Il programma della Biennale Musica 2021 è dedicato alla voce. “L’Italia è il paese della voce – continua la Ronchetti – cito solo Palestrina, la scuola di san Marco a Venezia, l’Oratorio e poi il Melodramma. Ho voluto riportare Venezia e la sua storia della musica al centro della Biennale. Senza questo dialogo, la Biennale Musica rimane una nuvola che non si radica nel territorio dialogando con il pubblico. Quello della voce è un tema a me molto caro e di grande attualità perché negli ultimi anni tante istituzioni e ensemble vocali commissionano a noi compositori nuovi lavori”. Nell’ambito della musica contemporanea e vocale l’Italia però è ancora indietro. “In tanti paesi europei – spiega la Ronchetti – i giovani compositori vengono sostenuti anche economicamente, mentre i talenti del nostro paese rischiano di diventare studenti a vita perché non hanno sbocchi e aiuti. E’ un peccato perché la musica non è un mondo di parassiti ma la possibilità di dare un ritorno culturale ed economico a tutto il paese. San Marco è il simbolo di qualcosa che era importante nel passato e deve continuare a esserlo anche nel presente”.

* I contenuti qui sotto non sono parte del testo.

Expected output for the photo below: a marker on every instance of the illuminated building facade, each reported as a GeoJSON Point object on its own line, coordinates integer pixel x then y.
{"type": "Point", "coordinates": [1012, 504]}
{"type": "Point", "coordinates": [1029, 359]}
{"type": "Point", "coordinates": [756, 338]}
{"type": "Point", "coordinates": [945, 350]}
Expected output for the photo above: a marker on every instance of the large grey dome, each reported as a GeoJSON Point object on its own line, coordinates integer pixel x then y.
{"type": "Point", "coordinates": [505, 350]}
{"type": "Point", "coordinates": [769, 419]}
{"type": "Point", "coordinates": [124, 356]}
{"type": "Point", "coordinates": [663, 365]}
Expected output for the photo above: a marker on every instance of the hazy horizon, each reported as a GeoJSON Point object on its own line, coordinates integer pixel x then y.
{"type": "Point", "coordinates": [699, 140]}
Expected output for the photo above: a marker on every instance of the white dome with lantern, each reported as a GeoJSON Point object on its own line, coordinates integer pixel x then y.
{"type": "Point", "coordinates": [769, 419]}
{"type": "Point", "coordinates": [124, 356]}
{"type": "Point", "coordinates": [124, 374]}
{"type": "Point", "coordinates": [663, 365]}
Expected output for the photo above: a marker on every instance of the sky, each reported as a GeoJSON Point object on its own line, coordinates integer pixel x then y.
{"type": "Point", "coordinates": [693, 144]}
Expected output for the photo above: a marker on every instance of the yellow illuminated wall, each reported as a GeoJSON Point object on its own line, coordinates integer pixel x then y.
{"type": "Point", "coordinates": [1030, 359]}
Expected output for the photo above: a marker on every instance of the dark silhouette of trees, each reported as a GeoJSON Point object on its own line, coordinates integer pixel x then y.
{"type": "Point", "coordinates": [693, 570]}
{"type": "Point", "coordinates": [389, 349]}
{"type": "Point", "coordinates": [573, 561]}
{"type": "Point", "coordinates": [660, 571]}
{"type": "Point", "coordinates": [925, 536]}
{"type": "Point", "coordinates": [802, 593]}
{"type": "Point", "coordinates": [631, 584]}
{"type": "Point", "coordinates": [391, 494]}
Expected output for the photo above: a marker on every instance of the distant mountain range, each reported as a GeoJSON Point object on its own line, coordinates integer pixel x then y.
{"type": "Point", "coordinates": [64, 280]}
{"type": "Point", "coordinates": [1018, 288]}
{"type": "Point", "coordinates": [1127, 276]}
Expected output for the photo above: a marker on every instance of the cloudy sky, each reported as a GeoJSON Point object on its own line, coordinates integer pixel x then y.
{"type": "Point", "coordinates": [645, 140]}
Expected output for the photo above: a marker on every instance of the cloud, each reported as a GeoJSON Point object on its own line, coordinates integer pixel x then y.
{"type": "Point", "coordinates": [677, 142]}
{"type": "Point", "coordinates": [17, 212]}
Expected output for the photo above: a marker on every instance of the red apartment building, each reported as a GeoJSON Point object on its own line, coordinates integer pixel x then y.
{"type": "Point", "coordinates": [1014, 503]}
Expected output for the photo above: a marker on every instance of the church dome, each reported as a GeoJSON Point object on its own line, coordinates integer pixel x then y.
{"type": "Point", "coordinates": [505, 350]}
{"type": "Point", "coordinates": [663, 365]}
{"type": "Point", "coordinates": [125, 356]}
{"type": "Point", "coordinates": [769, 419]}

Mancano poche ore all’inaugurazione della Biennale Musica. Le chiediamo un ultimo parere sul “suo” Festival: “Lo definirei medievale, con cori e processioni. Io uso il termine in maniera positiva. A Venezia il Medioevo è stato un periodo splendido e difficile. Un momento importantissimo per l’arte e la sua fioritura”.